La seconda è che il tanto vituperato patriarcato, aveva almeno un “pregio”. Quello di esentare il genere femminile dal confronto col male. Là il lavoro “sporco” era riservato ai maschi, mentre le donne “oppresse” potevano coltivare la delicatezza dei “buoni sentimenti”. Se non altro, però, quelle donne sembravano nutrire una sorta di riconoscenza per questo privilegio che era loro concesso. Il patriarcato, si legge, è morto definitivamente, ma non sono morte le credenze che aveva generato.

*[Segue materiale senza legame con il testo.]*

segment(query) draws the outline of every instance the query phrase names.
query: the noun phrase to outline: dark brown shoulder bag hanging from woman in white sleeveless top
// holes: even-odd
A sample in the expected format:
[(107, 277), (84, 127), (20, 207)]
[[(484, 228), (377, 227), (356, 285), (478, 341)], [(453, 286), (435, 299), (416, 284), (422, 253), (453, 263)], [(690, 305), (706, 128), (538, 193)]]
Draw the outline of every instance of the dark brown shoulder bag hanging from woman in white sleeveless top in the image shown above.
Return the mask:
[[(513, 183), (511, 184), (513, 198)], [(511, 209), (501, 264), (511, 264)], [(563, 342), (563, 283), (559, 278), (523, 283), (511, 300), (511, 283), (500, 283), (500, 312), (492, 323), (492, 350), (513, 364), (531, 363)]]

Così, mentre da una parte prosegue la lotta per “l’uguaglianza”, condotta essenzialmente contro quella che viene ancora definita l’oppressione maschile, dall’altra si continua a proclamare la diversità femminile, che si sostanzierebbe in una innata superiorità morale.
Lasciamo stare le contraddizioni pratiche di cui è intessuta questa visione, che stridono in modo evidente con la realtà di tutti i giorni. (perché non viene coerentemente rivendicata, ad esempio, la presenza di donne soldato in prima linea, ma ci si “accontenta” dei posti in retrovia, più comodi ed egualmente retribuiti?).
Mi preme di più rilevare che la tendenziale scomparsa del sapere di genere, l’omologazione forzata sotto il segno del consumo, la scomparsa di codici simbolici propri del maschile e del femminile, non solo genera “mostri” unisex, ma ha anche spazzato via quella rete protettiva comunitaria che produceva solidarietà di genere, fungendo anche da contenimento e compensazione dell’aggressività. Lasciata a se stessa, questa si scarica ora in modo incontrollato.
Penso, ad esempio, allo spirito di corpo che in passato contrassegnava l’esercito, e che produceva innumerevoli episodi di solidarietà , di sacrificio eroico della propria vita per salvare quella del commilitone, come testimoniano le cronache di guerra. Ma penso anche alla rete protettiva stesa dalla comunità delle donne nei confronti delle compagne, dalle neo mamme segnate dalla depressione post/parto, a quelle alle prese coi problemi di accudimento della casa e dei figli, e che hanno evitato tanti drammi che segnano la vita odierna.
Credo che tutti dovremmo riflettere su questi aspetti. L’uguaglianza prospettata in questa società è una falsa uguaglianza, che nuoce tanto al maschile quanto al femminile, che dovrebbero invece trovare una strada autonoma, consona al proprio genere pur nella pari dignità, e recuperare il concetto di complementarietà. Il ciclo storico che vedeva nel “gender” una pura costruzione culturale, l’adesione al quale era una scelta soggettiva sganciata dall’appartenenza sessuale, sta mostrando tutti i suoi limiti. Sul piano culturale è stato un inganno, se non altro perché non è mai riuscito a spiegare il perché quella divisione si è riprodotta in modo analogo in tutte le culture. Ora, però, diventano evidenti anche le conseguenze nefaste che una simile “cultura” ha prodotto nella vita concreta di uomini e donne.